Mar 29, 2001
Psycho Ex purports to be the recordings of voice machine messages from some guy's ex girlfriend. The recordings are good - very good - and had me writing (since removed) for Weekend Brainfood:
I was going to put this in 'In the Ether' because it's a cute 'net as revenge' piece... but after listening to the tapes, I think Brainfood is more appropriate... this is strange, poignant set of answering machine recordings collected and posted on the web under the title of 'Psycho Ex Girlfriend'... seems like giggle at first, but listen to the messages, if you have time (it will take some time)... then ponder the human condition... this odd little collection is a powerful piece of performance art, all the more so because it's real...
Sure, there were some banners on the site, but the whole thing looked pretty home made, as though some guy called Mark McElwain from Dallas, Texas, had really created the site. And I was going to leave it at that.
Then the weirdness started. Though it was carefully hidden, a small popup appeared on my desktop when I closed the site. It had all view commands disabled, but I grabbed the URL from my history and launched it in a new window. There, behind the carefully hidden window, was some very elegant source(sorry about screen captures, but the page has disabled by copy-text function): click here.
Looking at the code, I could see that it would sleep for a while, then start popping ad windows. Because of the delay, people would not associate the advertising with PsychoEx - the countdown starts only when you leave the page.
This tweaked my interest as as I followed the link to Exitfuel.Com from the source code, I was subjected to a barrage of advertising windows - one from Netbroadcast er, another from Net Taxi, another from Go Hip, and then this gem, which popped a media player into my browser and attempted to download an executable:
This cute little trick was brought to me directly from Internet Fuel. The download launches as a result of a page refresh (the window launches when you view the messages page). The download app, called freevideo.exe, is located at http://download.internetfuel.com/ef4/freevideo.exe .
Of course, most of these hosts were hidden: I had to view the source to find the perpetrators (and since view source was disabled, let me say that this was a laborious project). Each advertiser had some code from fastClick.Com to pop another window on exit.
Tracking all this (as I could see through my history window) is a company called AdMonitor.Net. Popping into their site takes you, via redirect, into L90, a large media firm which is behind the whole enterprise.
Now I know, the porn industry has been launching these onExit windows for years, but this takes even the techniques of the porn industry (and yes, I've looked, it's part of my job) to new levels. I can just imagine what poor Internet Explorer users went through after an executable was downloaded and installed on their computer.
So anyhow, all this led me to believe that perhaps PsychoEx was a hoax.
So I looked up his information on Network Solutions:
Registrant: McElwain,Mark (PSYCHOEXGIRLFRIEND-DOM) anystreet Dallas, TX 75201 US Domain Name: PSYCHOEXGIRLFRIEND.COM Administrative Contact, Billing Contact: McElwain, Mark (MM38371) email@example.com McElwain,Mark anystreet Dallas, TX 75201 US 214.555.1212 214.555.1212 Technical Contact: WorldNIC Name Host (HOST-ORG) namehost@WORLDNIC.COM Network Solutions, Inc. 505 Huntmar Park Drive Herndon, VA 20170-5142 1-888-642-9675 Record last updated on 23-Mar-2001. Record expires on 15-Feb-2002. Record created on 15-Feb-2001. Database last updated on 29-Mar-2001 06:57:00 EST. Domain servers in listed order: NS1.ACCELERATEDWEB.NET 18.104.22.168 NS2.ACCELERATEDWEB.NET 22.214.171.124This I found interesting, to say the least. I didn't know that Network Solutions was accepting street addresses of 'anystreet' and obviously fake telephone numbers. The technical contact, WorldNic, just is Network Solutions. Accelerated Web - PsychoEx's DNS host, is located behind a post office box in Jamaica, New York - an odd choice for some guy from Dallas.

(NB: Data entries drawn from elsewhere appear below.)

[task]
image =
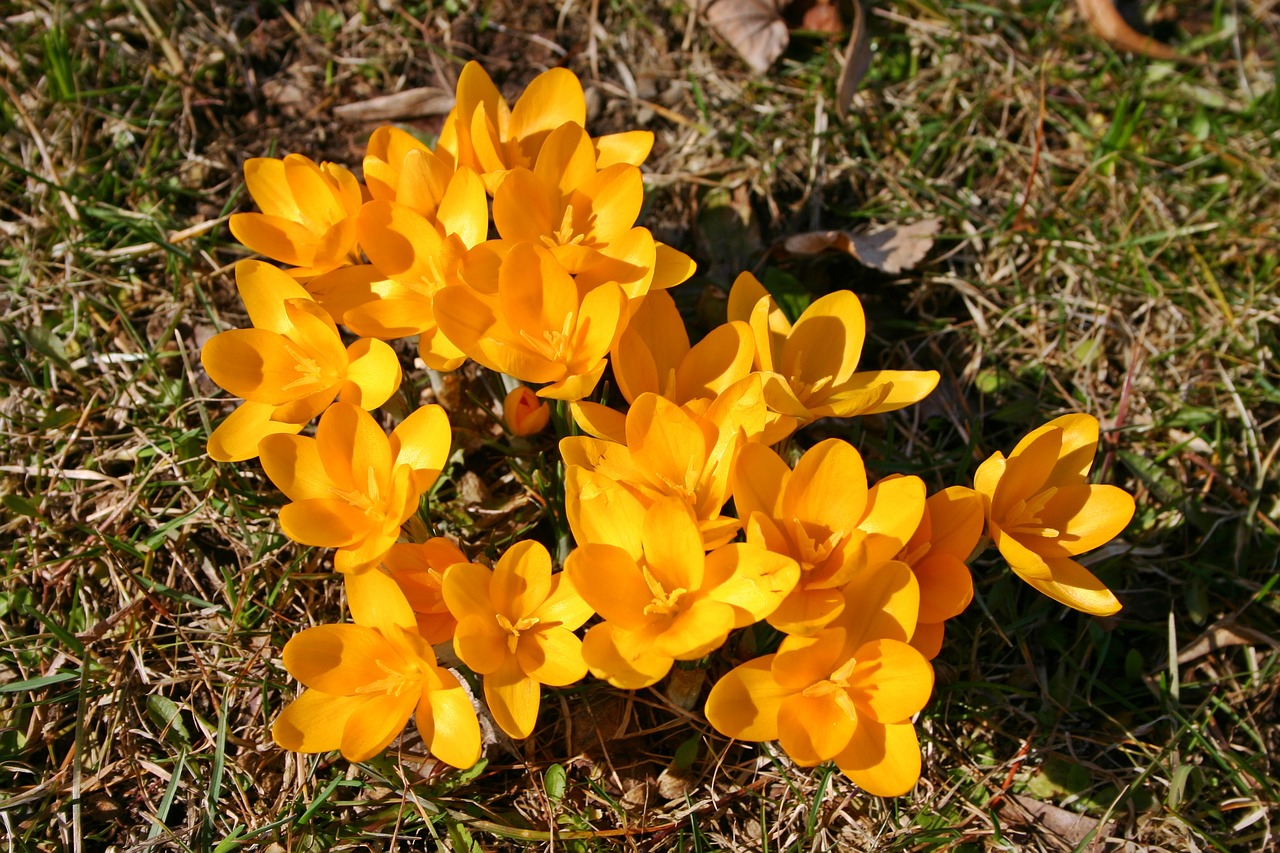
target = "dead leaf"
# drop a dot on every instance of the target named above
(412, 103)
(754, 28)
(897, 247)
(823, 16)
(1070, 826)
(890, 250)
(858, 59)
(1111, 27)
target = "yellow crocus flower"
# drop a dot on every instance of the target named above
(845, 694)
(823, 515)
(352, 486)
(489, 136)
(675, 602)
(1042, 511)
(365, 679)
(289, 366)
(810, 370)
(536, 327)
(516, 628)
(309, 214)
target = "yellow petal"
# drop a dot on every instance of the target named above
(448, 724)
(325, 523)
(236, 438)
(521, 580)
(611, 583)
(716, 363)
(956, 520)
(552, 656)
(946, 587)
(551, 99)
(629, 146)
(264, 290)
(1077, 587)
(758, 480)
(374, 373)
(421, 442)
(376, 723)
(314, 721)
(882, 760)
(512, 698)
(355, 451)
(828, 487)
(339, 660)
(618, 657)
(672, 544)
(826, 342)
(375, 600)
(293, 464)
(480, 643)
(1084, 516)
(695, 630)
(891, 680)
(813, 729)
(745, 702)
(882, 601)
(901, 387)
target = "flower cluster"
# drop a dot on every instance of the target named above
(513, 242)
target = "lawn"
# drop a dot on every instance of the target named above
(1109, 243)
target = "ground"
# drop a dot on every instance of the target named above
(1109, 243)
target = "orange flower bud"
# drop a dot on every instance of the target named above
(525, 414)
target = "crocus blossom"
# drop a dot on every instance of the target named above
(489, 136)
(810, 370)
(291, 365)
(365, 679)
(823, 515)
(352, 486)
(673, 603)
(1042, 511)
(309, 213)
(516, 628)
(845, 694)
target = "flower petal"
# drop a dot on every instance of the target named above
(745, 702)
(512, 698)
(882, 758)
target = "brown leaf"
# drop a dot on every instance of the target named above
(754, 28)
(858, 59)
(896, 247)
(1070, 826)
(412, 103)
(890, 250)
(1111, 27)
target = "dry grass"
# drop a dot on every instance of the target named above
(1110, 246)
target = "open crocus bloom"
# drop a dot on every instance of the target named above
(309, 214)
(846, 694)
(679, 451)
(489, 136)
(938, 555)
(810, 369)
(365, 680)
(823, 515)
(289, 366)
(538, 327)
(1042, 511)
(675, 602)
(516, 628)
(351, 486)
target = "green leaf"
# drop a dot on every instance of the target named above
(167, 715)
(554, 781)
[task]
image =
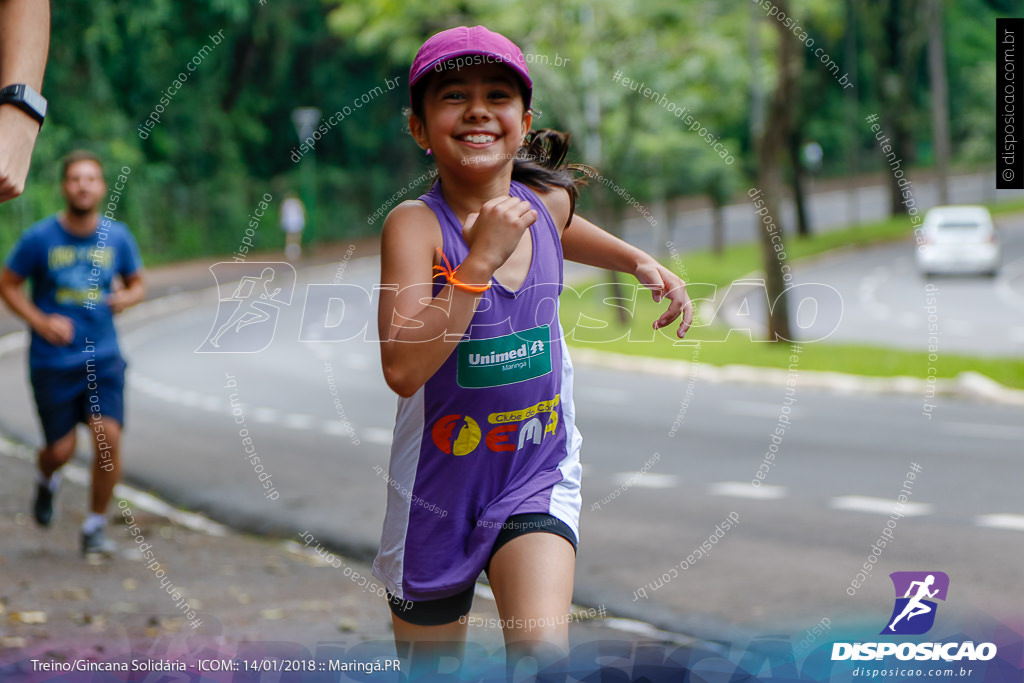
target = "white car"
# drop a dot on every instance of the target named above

The clincher, though, is that the PsychoEx domain name was registered on February 15, after the first of the messages but well before the final message. It seems likely, therefore, that the plan for the site was drawn up before the messages were received, which again suggests a hoax.

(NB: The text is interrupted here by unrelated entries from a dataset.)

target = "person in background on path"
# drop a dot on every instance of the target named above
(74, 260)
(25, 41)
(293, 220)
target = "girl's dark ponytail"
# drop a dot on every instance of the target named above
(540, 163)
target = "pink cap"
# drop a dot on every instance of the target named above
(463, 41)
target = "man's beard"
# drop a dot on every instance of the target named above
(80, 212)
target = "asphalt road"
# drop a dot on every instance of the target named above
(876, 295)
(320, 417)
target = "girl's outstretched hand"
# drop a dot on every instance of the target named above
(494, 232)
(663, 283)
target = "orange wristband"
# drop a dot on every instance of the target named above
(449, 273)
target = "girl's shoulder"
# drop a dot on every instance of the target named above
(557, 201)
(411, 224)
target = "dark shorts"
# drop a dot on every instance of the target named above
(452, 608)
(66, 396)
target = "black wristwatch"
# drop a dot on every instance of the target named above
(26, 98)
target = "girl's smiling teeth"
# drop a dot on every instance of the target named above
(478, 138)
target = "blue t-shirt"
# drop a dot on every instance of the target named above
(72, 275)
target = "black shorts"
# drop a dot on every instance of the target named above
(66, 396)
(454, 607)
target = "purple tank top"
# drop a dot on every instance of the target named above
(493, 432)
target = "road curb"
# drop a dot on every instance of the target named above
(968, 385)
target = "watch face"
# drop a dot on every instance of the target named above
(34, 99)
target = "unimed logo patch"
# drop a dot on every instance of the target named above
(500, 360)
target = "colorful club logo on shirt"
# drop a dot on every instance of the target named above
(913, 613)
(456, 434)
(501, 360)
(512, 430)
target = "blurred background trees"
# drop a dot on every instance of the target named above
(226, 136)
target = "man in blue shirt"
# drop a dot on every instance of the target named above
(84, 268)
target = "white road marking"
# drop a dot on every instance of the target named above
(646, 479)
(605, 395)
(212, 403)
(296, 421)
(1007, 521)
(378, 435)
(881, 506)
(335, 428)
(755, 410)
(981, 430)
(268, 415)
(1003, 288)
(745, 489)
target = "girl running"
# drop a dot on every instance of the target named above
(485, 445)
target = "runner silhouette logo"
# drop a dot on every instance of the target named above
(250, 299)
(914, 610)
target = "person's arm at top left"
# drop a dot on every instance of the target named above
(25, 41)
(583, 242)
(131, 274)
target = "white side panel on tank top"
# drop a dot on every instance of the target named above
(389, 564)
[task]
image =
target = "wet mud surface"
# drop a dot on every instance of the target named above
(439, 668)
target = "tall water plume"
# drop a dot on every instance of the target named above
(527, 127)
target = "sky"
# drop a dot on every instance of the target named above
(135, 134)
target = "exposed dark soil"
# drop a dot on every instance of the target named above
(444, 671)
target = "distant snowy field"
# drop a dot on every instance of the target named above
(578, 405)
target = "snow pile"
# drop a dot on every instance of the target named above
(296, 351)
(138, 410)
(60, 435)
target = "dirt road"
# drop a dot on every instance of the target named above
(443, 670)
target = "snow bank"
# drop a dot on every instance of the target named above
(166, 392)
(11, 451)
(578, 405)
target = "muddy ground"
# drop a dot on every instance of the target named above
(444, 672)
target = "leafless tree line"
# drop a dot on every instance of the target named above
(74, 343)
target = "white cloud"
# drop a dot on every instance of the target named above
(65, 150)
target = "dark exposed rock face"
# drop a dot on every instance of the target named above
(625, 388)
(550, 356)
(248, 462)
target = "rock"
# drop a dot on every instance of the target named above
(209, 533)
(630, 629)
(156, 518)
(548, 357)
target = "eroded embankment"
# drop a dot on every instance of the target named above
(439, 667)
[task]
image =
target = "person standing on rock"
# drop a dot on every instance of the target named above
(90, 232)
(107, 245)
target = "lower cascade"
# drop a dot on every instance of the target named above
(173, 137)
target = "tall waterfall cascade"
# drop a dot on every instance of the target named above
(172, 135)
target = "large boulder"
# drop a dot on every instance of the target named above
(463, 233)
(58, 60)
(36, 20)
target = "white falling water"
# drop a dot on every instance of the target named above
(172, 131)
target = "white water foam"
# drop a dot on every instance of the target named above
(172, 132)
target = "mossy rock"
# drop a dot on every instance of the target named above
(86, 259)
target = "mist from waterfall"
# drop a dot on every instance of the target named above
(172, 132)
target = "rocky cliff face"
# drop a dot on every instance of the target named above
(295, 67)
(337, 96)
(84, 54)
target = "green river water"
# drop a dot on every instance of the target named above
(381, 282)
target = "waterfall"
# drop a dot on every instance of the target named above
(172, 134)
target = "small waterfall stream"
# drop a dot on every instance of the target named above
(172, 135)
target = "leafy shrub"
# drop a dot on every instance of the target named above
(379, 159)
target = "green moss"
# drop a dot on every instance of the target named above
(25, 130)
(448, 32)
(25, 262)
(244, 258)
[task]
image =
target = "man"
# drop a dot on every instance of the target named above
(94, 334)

Indeed, there shouldn't be any doubt. The site was created by L90 for one of its clients, Verizon (go to Verison and if you do some digging you'll find the same code and the same popups) intended to advertise some 'search engines' and - mainly - a video download service.
It's clever, oh so clever, and I'm in admiration of the web they wove around this site to prevent anyone from getting in and taking a peek. What we need now is some good reverse engineering on freevideo.exe (which is beyond my capacity) to see what they're really up to.
And as for the phone messages left by Mark's psycho ex: don't be taken in. They're fake.